Los dominicanos de origen, y sus descendientes nacidos en los Estados Unidos de Norteamérica, se han convertido, por sus propios méritos, en hombres y mujeres de bien, respetados y reconocidos por sus significativos aportes al desarrollo económico, institucional y cultural de la sociedad norteamericana.

Esa gran masa de inmigrantes, que ayer se limitaba a vender su fuerza de trabajo en los grandes centros industriales de Norteamérica, hoy tiene muchos logros por exhibir, lo que hará el 28 de julio en el Washington Monument, en el National Wall en Washington DC.

En ese masivo y emotivo encuentro de compatriotas, compenetrados con nacionales de otros países, se va a poder comprobar y demostrar lo mucho que dominicanos y dominicanas han logrado y desarrollado, como hombres y mujeres que llegaron a territorio norteamericano dispersos, pero hoy constituyen toda una comunidad modelo en los mismos Estados Unidos.

Es posible que la misma comunidad dominicana no tenga una idea clara del gran peso específico y lo valorada que está como integrante de la sociedad norteamericana.

La laboriosidad, el sentido de la solidaridad, y la comprensión de lo positivo de integrarse a compartir con los norteamericanos de nacimiento y origen, ha hecho posible que los miembros de la comunidad dominicana sean aceptados sin prejuicios ni limitaciones por aquellos que forman parte de comunidades latinoamericanas, caribeñas y de otros continentes.

Ahí estarán presentes el próximo 28 de julio, compartiendo, charlando, intercambiando experiencias con miles y miles de profesionales dominico-americanos, educadores, artistas, dirigentes, funcionarios, líderes comunitarios, empresarios, deportistas, estudiantes universitarios y familias enteras incluyendo padres, madres, abuelos, hijos, primos y familiares.
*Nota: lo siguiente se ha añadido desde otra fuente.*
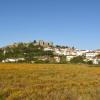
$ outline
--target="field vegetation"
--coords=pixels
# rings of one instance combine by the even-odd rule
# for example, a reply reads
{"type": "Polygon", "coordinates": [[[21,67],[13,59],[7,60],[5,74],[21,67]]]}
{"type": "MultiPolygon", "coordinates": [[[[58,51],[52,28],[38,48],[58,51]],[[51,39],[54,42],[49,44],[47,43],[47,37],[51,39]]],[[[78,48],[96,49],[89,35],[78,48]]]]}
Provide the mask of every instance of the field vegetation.
{"type": "Polygon", "coordinates": [[[100,100],[100,66],[0,64],[0,100],[100,100]]]}

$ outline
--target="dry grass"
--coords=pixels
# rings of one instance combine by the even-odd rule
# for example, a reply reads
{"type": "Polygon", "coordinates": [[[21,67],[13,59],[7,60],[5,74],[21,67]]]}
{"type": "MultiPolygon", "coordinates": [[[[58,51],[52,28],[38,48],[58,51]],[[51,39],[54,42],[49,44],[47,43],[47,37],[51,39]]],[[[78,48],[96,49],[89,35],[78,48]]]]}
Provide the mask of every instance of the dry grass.
{"type": "Polygon", "coordinates": [[[100,100],[100,67],[0,64],[0,100],[100,100]]]}

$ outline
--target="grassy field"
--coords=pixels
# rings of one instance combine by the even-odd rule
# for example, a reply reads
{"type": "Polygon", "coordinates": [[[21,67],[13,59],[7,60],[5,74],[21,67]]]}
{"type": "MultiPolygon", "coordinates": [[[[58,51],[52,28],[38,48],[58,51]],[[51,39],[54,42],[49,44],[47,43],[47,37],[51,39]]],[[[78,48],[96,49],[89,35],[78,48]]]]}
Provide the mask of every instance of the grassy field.
{"type": "Polygon", "coordinates": [[[0,64],[0,100],[100,100],[100,67],[0,64]]]}

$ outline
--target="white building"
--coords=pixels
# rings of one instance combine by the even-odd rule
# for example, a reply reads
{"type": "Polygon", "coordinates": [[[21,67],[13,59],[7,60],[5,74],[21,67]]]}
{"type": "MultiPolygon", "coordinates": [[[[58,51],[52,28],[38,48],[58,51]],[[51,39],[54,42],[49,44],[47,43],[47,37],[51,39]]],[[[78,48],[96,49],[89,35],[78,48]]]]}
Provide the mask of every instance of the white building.
{"type": "Polygon", "coordinates": [[[66,56],[66,61],[70,61],[70,60],[73,59],[74,57],[76,57],[76,55],[67,55],[67,56],[66,56]]]}

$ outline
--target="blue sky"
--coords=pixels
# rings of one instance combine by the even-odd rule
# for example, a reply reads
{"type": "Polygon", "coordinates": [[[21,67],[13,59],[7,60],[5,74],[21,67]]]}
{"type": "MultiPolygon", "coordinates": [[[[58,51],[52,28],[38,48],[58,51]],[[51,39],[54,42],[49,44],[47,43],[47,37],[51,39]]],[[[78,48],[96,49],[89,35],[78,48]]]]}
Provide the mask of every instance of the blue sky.
{"type": "Polygon", "coordinates": [[[0,0],[0,47],[34,39],[100,48],[100,0],[0,0]]]}

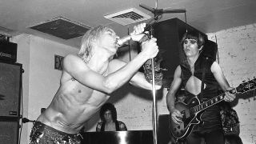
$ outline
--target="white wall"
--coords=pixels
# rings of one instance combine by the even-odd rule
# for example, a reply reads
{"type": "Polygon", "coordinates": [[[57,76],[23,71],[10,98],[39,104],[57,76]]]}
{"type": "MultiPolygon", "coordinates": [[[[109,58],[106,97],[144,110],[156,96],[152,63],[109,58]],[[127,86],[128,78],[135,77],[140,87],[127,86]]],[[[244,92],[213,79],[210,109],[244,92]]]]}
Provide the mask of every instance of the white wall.
{"type": "MultiPolygon", "coordinates": [[[[232,86],[242,80],[256,76],[256,24],[209,34],[210,39],[217,36],[219,62],[232,86]]],[[[59,86],[61,71],[54,70],[54,54],[65,56],[78,49],[38,37],[22,34],[12,40],[18,43],[18,62],[23,64],[23,116],[35,119],[42,107],[46,107],[59,86]]],[[[132,58],[136,50],[132,51],[132,58]]],[[[129,61],[129,57],[123,58],[129,61]],[[128,58],[128,59],[127,59],[128,58]]],[[[166,89],[158,94],[158,114],[169,114],[166,105],[166,89]]],[[[241,138],[245,144],[256,142],[255,96],[239,98],[234,109],[241,122],[241,138]]],[[[128,130],[152,130],[152,96],[150,91],[123,86],[110,99],[118,110],[118,118],[128,130]]],[[[98,114],[88,122],[88,131],[95,130],[98,114]]],[[[31,123],[23,124],[22,142],[27,143],[31,123]]]]}
{"type": "MultiPolygon", "coordinates": [[[[47,107],[59,86],[61,71],[54,70],[54,54],[76,54],[78,49],[33,35],[13,38],[18,43],[18,62],[23,65],[23,117],[35,120],[47,107]]],[[[32,123],[23,124],[21,144],[28,143],[32,123]]]]}

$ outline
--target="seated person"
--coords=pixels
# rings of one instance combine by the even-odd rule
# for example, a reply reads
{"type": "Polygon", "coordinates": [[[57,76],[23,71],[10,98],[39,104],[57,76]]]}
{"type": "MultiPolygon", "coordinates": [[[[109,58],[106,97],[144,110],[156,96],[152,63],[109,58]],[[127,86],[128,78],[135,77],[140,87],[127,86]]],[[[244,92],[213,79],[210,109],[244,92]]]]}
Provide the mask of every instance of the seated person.
{"type": "Polygon", "coordinates": [[[99,112],[101,122],[97,123],[96,131],[125,131],[124,122],[117,120],[117,110],[111,103],[104,104],[99,112]]]}
{"type": "Polygon", "coordinates": [[[220,107],[225,144],[242,144],[239,137],[240,125],[237,112],[226,102],[223,102],[220,107]]]}

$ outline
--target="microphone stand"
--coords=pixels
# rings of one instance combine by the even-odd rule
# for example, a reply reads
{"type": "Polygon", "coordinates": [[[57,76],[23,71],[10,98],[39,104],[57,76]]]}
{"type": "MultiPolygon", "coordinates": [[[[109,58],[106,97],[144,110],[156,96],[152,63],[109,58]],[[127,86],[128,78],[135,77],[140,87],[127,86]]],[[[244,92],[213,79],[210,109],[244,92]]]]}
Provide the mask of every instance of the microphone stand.
{"type": "MultiPolygon", "coordinates": [[[[150,22],[150,34],[153,35],[153,24],[155,24],[160,18],[162,18],[162,14],[156,14],[154,18],[153,22],[150,22]]],[[[153,96],[153,110],[152,110],[152,125],[153,125],[153,138],[154,143],[158,144],[158,110],[157,110],[157,101],[156,101],[156,89],[155,89],[155,78],[154,78],[154,58],[151,58],[151,72],[152,72],[152,96],[153,96]]]]}

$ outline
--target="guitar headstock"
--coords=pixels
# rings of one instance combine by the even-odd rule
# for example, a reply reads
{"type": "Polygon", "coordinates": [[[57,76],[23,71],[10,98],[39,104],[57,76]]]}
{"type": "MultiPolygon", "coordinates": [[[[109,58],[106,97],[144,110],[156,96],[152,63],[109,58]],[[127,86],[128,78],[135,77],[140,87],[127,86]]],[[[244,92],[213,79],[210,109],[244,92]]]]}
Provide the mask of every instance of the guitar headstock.
{"type": "Polygon", "coordinates": [[[255,88],[256,88],[256,78],[248,82],[243,82],[243,83],[241,83],[236,88],[236,90],[238,93],[245,93],[245,92],[254,90],[255,88]]]}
Transmitiendo su calor solidario, haciendo gala de su sentido del humor, con su boca llena de risa, extendiendo la mano franca, codo a codo y paso a paso; cantando sus canciones, merengues y bachatas, recordando el pasado y con la alegría del presente, dominicanos y dominicanas, de nacimiento y origen, y otros nacidos y apegados al terruño norteamericano, marcharán unidos, y estarán sentados uno al lado del otro, el 28 de julio en el Washington Monument, en el National Wall en Washington DC.